Warfarin (brand name Coumadin) is the most commonly used anticoagulant medication worldwide. It achieves its desired results with great efficacy, but is also a reason why patients are frequently hospitalized for adverse drug reactions. This is due to drug-gene interactions, complicated by warfarin’s narrow therapeutic window.
 
To address the need for greater the CPIC (Clinical Pharmacogenetics Implementation Consortium) has updated its guidelines to determine optimal warfarin dosing a more effective manner through pharmacogenetic testing, as reported by PharmGKB (02/08/2017).
 
Specifically, the CPIC’s revised 2017 recommendations are specific to continental ancestry, and are based on genotypes from CYP2C9, VKORC1, CYP4F2, and rs12777823. The CYP2C9 hepatic enzyme is one of the primary metabolizer of warfarin.

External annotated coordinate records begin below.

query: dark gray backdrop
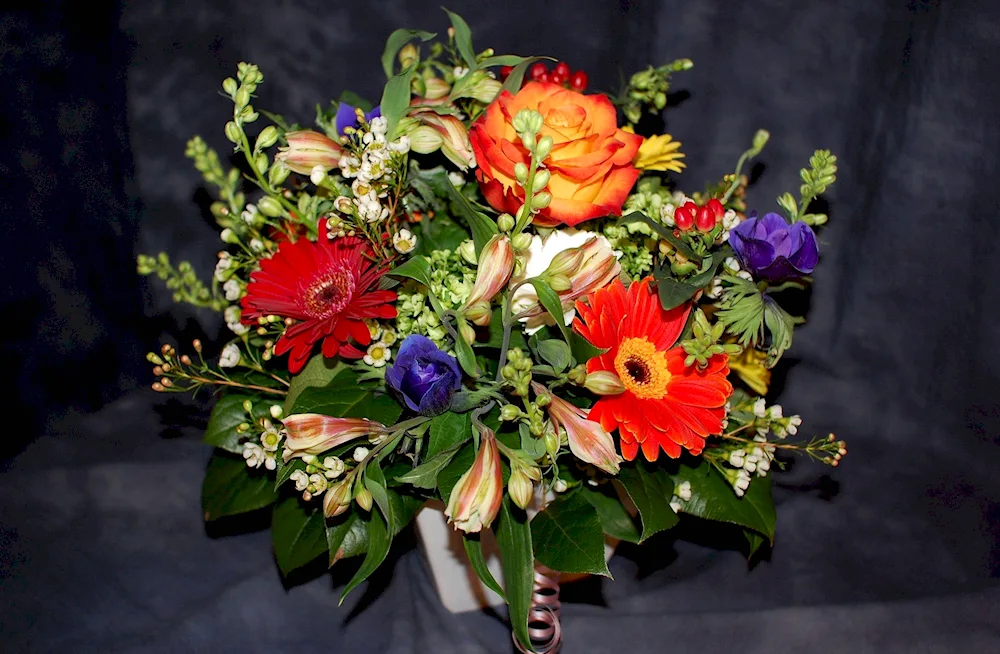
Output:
[0,0,1000,653]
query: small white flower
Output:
[222,279,243,302]
[389,134,410,154]
[289,470,309,493]
[215,252,233,282]
[219,343,240,368]
[364,341,392,368]
[323,456,344,479]
[309,164,326,186]
[392,228,417,254]
[243,443,265,468]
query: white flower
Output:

Additional or lack of the sixty CYP2C9 alleles are associated with adverse drug reactions. Another factor of warfarin-gene interaction is VKORC1, which encodes the vitamin K epoxide reductase protein, the target enzyme of warfarin. Variants of this protein determine warfarin sensitivity. Genes CYP4F2 and CYP2C rs12777823, also greatly affect the patient’s response to the medication and susceptibility to adverse reactions to anticoagulants.
 
Warfarin dosing algorithms grounded in pharmacogenetics have been effective at determining appropriate treatment. According to the CPIC, “[i]ncorporation of genetic information has the potential to shorten the time to attain stable INR [international normalized ratio], increase the time within the therapeutic INR range, and reduce underdosing or overdosing during the initial treatment period.”